Ma chère, n’est-ce pas le gris de nos grisailles

Qui rend sublime et fait le goût des retrouvailles ?

 

Chère, comme étions-nous si proche dans ce train

Quand nous serrions nos mains avec force et entrain :

Nous nous y sentions seuls pourtant bondé de monde,

Le train se mouvait sans troubler l’union profonde.

 

L’un à l’autre collés, nous blaguions à loisir

Entre deux longs regards pénétrés de désir :

Nous voulions que le temps allège son allure,

Que le train tombe en panne et que ce moment dure.

 

Ma main dans tes cheveux venait sans prévenir

Frôler ta chevelure avant de revenir

Dans le creux de ta paume (avec ma main oisive)

Écraser le chewing-gum baignant dans ta salive.

 

Nous étions tous les deux contre l’adversité

En symbiose et unis devant l’éternité :

Une chanson disait en boucle dans nos têtes

Notre amour et le reste était aux oubliettes.

Cette musique en boucle ondulait dans nos cœurs ,

Resserrait notre lien et repoussait nos peurs.

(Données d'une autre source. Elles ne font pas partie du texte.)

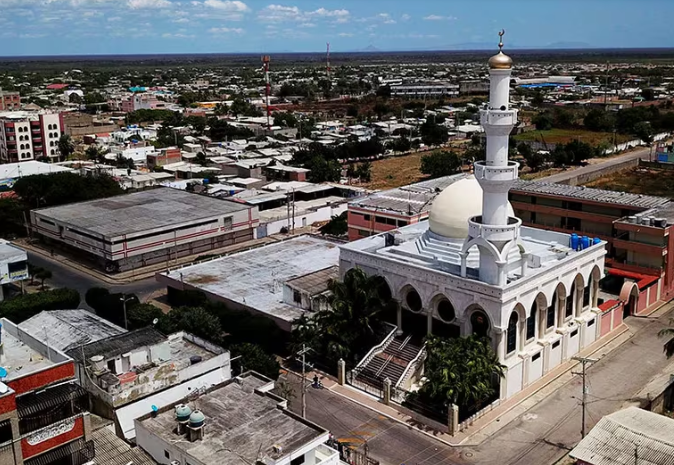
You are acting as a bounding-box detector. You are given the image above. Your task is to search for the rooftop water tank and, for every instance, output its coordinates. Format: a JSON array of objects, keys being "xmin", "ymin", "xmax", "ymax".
[
  {"xmin": 176, "ymin": 404, "xmax": 192, "ymax": 422},
  {"xmin": 190, "ymin": 410, "xmax": 206, "ymax": 428}
]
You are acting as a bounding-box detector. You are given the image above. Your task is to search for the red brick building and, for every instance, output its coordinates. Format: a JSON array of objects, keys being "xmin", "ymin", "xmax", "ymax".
[
  {"xmin": 0, "ymin": 319, "xmax": 94, "ymax": 465},
  {"xmin": 0, "ymin": 89, "xmax": 21, "ymax": 111}
]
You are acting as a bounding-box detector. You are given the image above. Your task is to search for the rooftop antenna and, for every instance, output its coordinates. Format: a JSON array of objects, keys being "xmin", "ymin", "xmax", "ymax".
[{"xmin": 262, "ymin": 55, "xmax": 271, "ymax": 130}]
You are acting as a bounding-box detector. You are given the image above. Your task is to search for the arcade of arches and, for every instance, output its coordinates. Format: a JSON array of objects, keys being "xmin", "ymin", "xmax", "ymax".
[{"xmin": 382, "ymin": 268, "xmax": 601, "ymax": 356}]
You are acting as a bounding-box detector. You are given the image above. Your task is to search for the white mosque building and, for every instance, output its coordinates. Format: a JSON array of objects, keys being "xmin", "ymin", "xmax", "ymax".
[{"xmin": 340, "ymin": 33, "xmax": 606, "ymax": 399}]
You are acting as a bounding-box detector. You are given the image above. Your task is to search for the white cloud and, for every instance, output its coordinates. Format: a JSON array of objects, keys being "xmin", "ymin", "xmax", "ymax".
[
  {"xmin": 424, "ymin": 15, "xmax": 456, "ymax": 21},
  {"xmin": 128, "ymin": 0, "xmax": 171, "ymax": 10},
  {"xmin": 258, "ymin": 4, "xmax": 351, "ymax": 23},
  {"xmin": 205, "ymin": 0, "xmax": 250, "ymax": 13},
  {"xmin": 208, "ymin": 27, "xmax": 244, "ymax": 34}
]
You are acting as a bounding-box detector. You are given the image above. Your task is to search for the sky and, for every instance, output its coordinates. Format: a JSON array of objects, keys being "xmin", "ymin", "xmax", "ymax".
[{"xmin": 0, "ymin": 0, "xmax": 674, "ymax": 56}]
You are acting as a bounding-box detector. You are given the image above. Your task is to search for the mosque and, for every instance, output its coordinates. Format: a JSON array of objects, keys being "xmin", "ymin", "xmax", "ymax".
[{"xmin": 339, "ymin": 32, "xmax": 606, "ymax": 399}]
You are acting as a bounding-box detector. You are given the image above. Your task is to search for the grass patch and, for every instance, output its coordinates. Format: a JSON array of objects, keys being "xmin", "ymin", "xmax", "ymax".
[
  {"xmin": 515, "ymin": 129, "xmax": 633, "ymax": 145},
  {"xmin": 585, "ymin": 168, "xmax": 674, "ymax": 198}
]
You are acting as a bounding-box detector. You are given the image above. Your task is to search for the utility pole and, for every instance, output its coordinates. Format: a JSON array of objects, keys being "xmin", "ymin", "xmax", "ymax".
[
  {"xmin": 299, "ymin": 344, "xmax": 311, "ymax": 418},
  {"xmin": 571, "ymin": 357, "xmax": 598, "ymax": 438}
]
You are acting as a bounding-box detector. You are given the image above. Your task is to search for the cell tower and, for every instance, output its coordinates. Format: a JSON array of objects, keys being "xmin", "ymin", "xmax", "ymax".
[
  {"xmin": 262, "ymin": 55, "xmax": 271, "ymax": 130},
  {"xmin": 325, "ymin": 42, "xmax": 331, "ymax": 81}
]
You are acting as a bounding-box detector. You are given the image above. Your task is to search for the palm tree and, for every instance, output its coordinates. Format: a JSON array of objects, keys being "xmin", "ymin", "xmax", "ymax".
[
  {"xmin": 58, "ymin": 134, "xmax": 75, "ymax": 159},
  {"xmin": 658, "ymin": 318, "xmax": 674, "ymax": 358}
]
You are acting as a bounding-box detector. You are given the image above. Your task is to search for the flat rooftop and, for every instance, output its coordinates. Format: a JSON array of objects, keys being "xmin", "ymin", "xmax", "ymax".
[
  {"xmin": 34, "ymin": 188, "xmax": 249, "ymax": 238},
  {"xmin": 510, "ymin": 179, "xmax": 669, "ymax": 210},
  {"xmin": 349, "ymin": 173, "xmax": 468, "ymax": 215},
  {"xmin": 137, "ymin": 375, "xmax": 327, "ymax": 465},
  {"xmin": 1, "ymin": 319, "xmax": 54, "ymax": 381},
  {"xmin": 19, "ymin": 309, "xmax": 126, "ymax": 351},
  {"xmin": 160, "ymin": 236, "xmax": 339, "ymax": 322},
  {"xmin": 0, "ymin": 239, "xmax": 28, "ymax": 263}
]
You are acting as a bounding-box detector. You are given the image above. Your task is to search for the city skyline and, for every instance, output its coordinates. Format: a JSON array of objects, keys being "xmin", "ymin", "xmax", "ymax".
[{"xmin": 0, "ymin": 0, "xmax": 674, "ymax": 56}]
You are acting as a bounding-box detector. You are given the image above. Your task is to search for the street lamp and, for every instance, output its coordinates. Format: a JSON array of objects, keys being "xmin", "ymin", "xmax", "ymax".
[{"xmin": 119, "ymin": 294, "xmax": 133, "ymax": 330}]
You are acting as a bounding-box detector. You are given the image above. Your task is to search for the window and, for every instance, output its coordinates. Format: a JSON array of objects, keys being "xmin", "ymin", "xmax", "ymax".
[
  {"xmin": 506, "ymin": 312, "xmax": 517, "ymax": 354},
  {"xmin": 564, "ymin": 283, "xmax": 576, "ymax": 318},
  {"xmin": 527, "ymin": 302, "xmax": 538, "ymax": 340},
  {"xmin": 290, "ymin": 455, "xmax": 304, "ymax": 465},
  {"xmin": 545, "ymin": 302, "xmax": 557, "ymax": 329}
]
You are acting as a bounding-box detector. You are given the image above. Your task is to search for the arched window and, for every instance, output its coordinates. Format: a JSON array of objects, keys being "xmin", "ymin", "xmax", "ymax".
[
  {"xmin": 527, "ymin": 302, "xmax": 538, "ymax": 341},
  {"xmin": 470, "ymin": 312, "xmax": 489, "ymax": 337},
  {"xmin": 438, "ymin": 299, "xmax": 456, "ymax": 323},
  {"xmin": 405, "ymin": 289, "xmax": 421, "ymax": 312},
  {"xmin": 564, "ymin": 283, "xmax": 576, "ymax": 318},
  {"xmin": 506, "ymin": 312, "xmax": 518, "ymax": 354}
]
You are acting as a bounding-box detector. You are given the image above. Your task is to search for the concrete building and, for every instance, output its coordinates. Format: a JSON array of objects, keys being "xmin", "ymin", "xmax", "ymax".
[
  {"xmin": 0, "ymin": 318, "xmax": 94, "ymax": 465},
  {"xmin": 391, "ymin": 82, "xmax": 459, "ymax": 98},
  {"xmin": 340, "ymin": 37, "xmax": 606, "ymax": 399},
  {"xmin": 157, "ymin": 236, "xmax": 339, "ymax": 331},
  {"xmin": 30, "ymin": 188, "xmax": 259, "ymax": 272},
  {"xmin": 136, "ymin": 373, "xmax": 339, "ymax": 465},
  {"xmin": 348, "ymin": 174, "xmax": 467, "ymax": 241},
  {"xmin": 0, "ymin": 111, "xmax": 63, "ymax": 163},
  {"xmin": 0, "ymin": 89, "xmax": 21, "ymax": 111},
  {"xmin": 0, "ymin": 239, "xmax": 28, "ymax": 302},
  {"xmin": 569, "ymin": 407, "xmax": 674, "ymax": 465}
]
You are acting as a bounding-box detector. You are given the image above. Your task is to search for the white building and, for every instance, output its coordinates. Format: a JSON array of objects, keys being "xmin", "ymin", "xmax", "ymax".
[
  {"xmin": 0, "ymin": 239, "xmax": 28, "ymax": 301},
  {"xmin": 135, "ymin": 373, "xmax": 339, "ymax": 465},
  {"xmin": 340, "ymin": 35, "xmax": 606, "ymax": 399}
]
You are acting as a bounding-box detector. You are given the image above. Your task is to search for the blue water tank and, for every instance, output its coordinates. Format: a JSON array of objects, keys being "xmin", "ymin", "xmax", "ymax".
[{"xmin": 580, "ymin": 236, "xmax": 590, "ymax": 250}]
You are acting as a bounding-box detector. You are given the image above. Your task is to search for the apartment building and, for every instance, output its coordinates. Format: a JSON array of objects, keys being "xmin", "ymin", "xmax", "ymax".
[
  {"xmin": 0, "ymin": 318, "xmax": 94, "ymax": 465},
  {"xmin": 0, "ymin": 111, "xmax": 63, "ymax": 163},
  {"xmin": 0, "ymin": 89, "xmax": 21, "ymax": 111}
]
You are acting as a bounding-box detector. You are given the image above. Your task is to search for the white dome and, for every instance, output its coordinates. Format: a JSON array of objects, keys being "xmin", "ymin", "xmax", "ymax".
[{"xmin": 428, "ymin": 176, "xmax": 515, "ymax": 239}]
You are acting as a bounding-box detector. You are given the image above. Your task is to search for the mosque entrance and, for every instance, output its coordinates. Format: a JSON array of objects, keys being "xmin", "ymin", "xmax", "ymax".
[{"xmin": 402, "ymin": 310, "xmax": 428, "ymax": 340}]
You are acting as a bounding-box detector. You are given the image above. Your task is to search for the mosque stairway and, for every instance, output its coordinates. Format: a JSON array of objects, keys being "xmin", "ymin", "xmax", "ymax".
[{"xmin": 356, "ymin": 335, "xmax": 421, "ymax": 389}]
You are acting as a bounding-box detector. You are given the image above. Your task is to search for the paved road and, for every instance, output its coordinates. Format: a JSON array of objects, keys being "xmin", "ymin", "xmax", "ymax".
[
  {"xmin": 276, "ymin": 374, "xmax": 464, "ymax": 465},
  {"xmin": 28, "ymin": 252, "xmax": 162, "ymax": 310},
  {"xmin": 464, "ymin": 304, "xmax": 674, "ymax": 465},
  {"xmin": 538, "ymin": 148, "xmax": 651, "ymax": 183}
]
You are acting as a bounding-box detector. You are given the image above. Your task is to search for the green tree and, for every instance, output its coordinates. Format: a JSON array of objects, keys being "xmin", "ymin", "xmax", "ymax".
[
  {"xmin": 420, "ymin": 150, "xmax": 461, "ymax": 178},
  {"xmin": 404, "ymin": 335, "xmax": 505, "ymax": 407},
  {"xmin": 230, "ymin": 343, "xmax": 281, "ymax": 380},
  {"xmin": 292, "ymin": 268, "xmax": 391, "ymax": 363},
  {"xmin": 58, "ymin": 134, "xmax": 75, "ymax": 158},
  {"xmin": 658, "ymin": 318, "xmax": 674, "ymax": 358},
  {"xmin": 35, "ymin": 268, "xmax": 52, "ymax": 290}
]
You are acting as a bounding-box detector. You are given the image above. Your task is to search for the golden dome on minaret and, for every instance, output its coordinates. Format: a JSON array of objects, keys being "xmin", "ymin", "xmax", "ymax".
[{"xmin": 489, "ymin": 29, "xmax": 513, "ymax": 69}]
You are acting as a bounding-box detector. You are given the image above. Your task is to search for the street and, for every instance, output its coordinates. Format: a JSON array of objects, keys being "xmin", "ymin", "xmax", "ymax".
[
  {"xmin": 276, "ymin": 304, "xmax": 674, "ymax": 465},
  {"xmin": 28, "ymin": 251, "xmax": 162, "ymax": 310},
  {"xmin": 276, "ymin": 373, "xmax": 465, "ymax": 465}
]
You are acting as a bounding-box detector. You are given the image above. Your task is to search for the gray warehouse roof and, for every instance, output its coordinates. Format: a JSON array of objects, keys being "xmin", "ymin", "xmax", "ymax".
[
  {"xmin": 35, "ymin": 187, "xmax": 250, "ymax": 237},
  {"xmin": 570, "ymin": 407, "xmax": 674, "ymax": 465},
  {"xmin": 510, "ymin": 179, "xmax": 669, "ymax": 210}
]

Frissons sur tout le corps, papillons dans le ventre ;

Le monde était à nous : nous en étions le centre.

 

Un banc à Boumerdès, dans un petit jardin,

Un jour qui aurait pu être un jour anodin

Si ce n’était nous deux qui étions de passage

Et qui avons manqué d’être un couple bien sage.

 

Rappelle-toi, mon cœur, notre complicité ;

Nous aimions notre union dans sa simplicité :

Comment peut-on après avoir été si proches

Devenir étrangers aux cœurs remplis de roches ?

 

J’aimais te souviens-tu ? te donner à manger,

Te nourrir de ma main, et pour t’encourager,

Te dire que c’est bien, petit bébé, mon ange,

Je n’ai de goût que quand c’est Yasmine qui mange.

 

J’adorais, souviens-toi, venir après manger,

Porter jusqu’à ta bouche une eau pour soulager

Ta soif et l’étancher : que j’aime voir descendre

L’eau à travers ta gorge et un peu se répandre.

 

J’aime te voir manger et t’entendre croquer ;

J’aime ton rototo et j’aime ton hoquet ;

J’aime te voir mâcher et t’entendre le faire ;

Et quand t'en mets partout, c’est ce que je préfère.

 

J’aime presser ta lèvre et ta bouche carmin

Pour l’essuyer après boire et avec ma main

Effacer chaque tache et chaque salissure,

La miette sur ta joue et sur ta commissure.

 

Pour t’oublier, je fais l’effort de me mentir,

De m’occuper à tout et de me divertir :

Je regarde Squid Game et je vois cette actrice,

Ton visage à nouveau dans ma tête se hisse.

 

Mon ange, mon amour, mon opium adoré,

Mon koala, mon cœur, mon sucre coloré,

Ma mignonne, mon tout, ma douce, ma berbère,

Mon minouche, mon chou, ma Bougiote, ma chère.

 

Tu m’as laissé t’aimer sans jamais prévenir

Que tu pouvais un jour brutalement partir :

Tu m’as ouvert les bras, tu m’as ouvert la porte ;

Tu ne peux, aujourd’hui, la fermer de la sorte.

 

Je ne sais désaimer ce que j’aime une fois

Et ne sais me soumettre, entre toutes les lois,

Qu’à celle de mon cœur qui sait tout et ignore

Cesser ce qu’il commence : il aime et aime encore.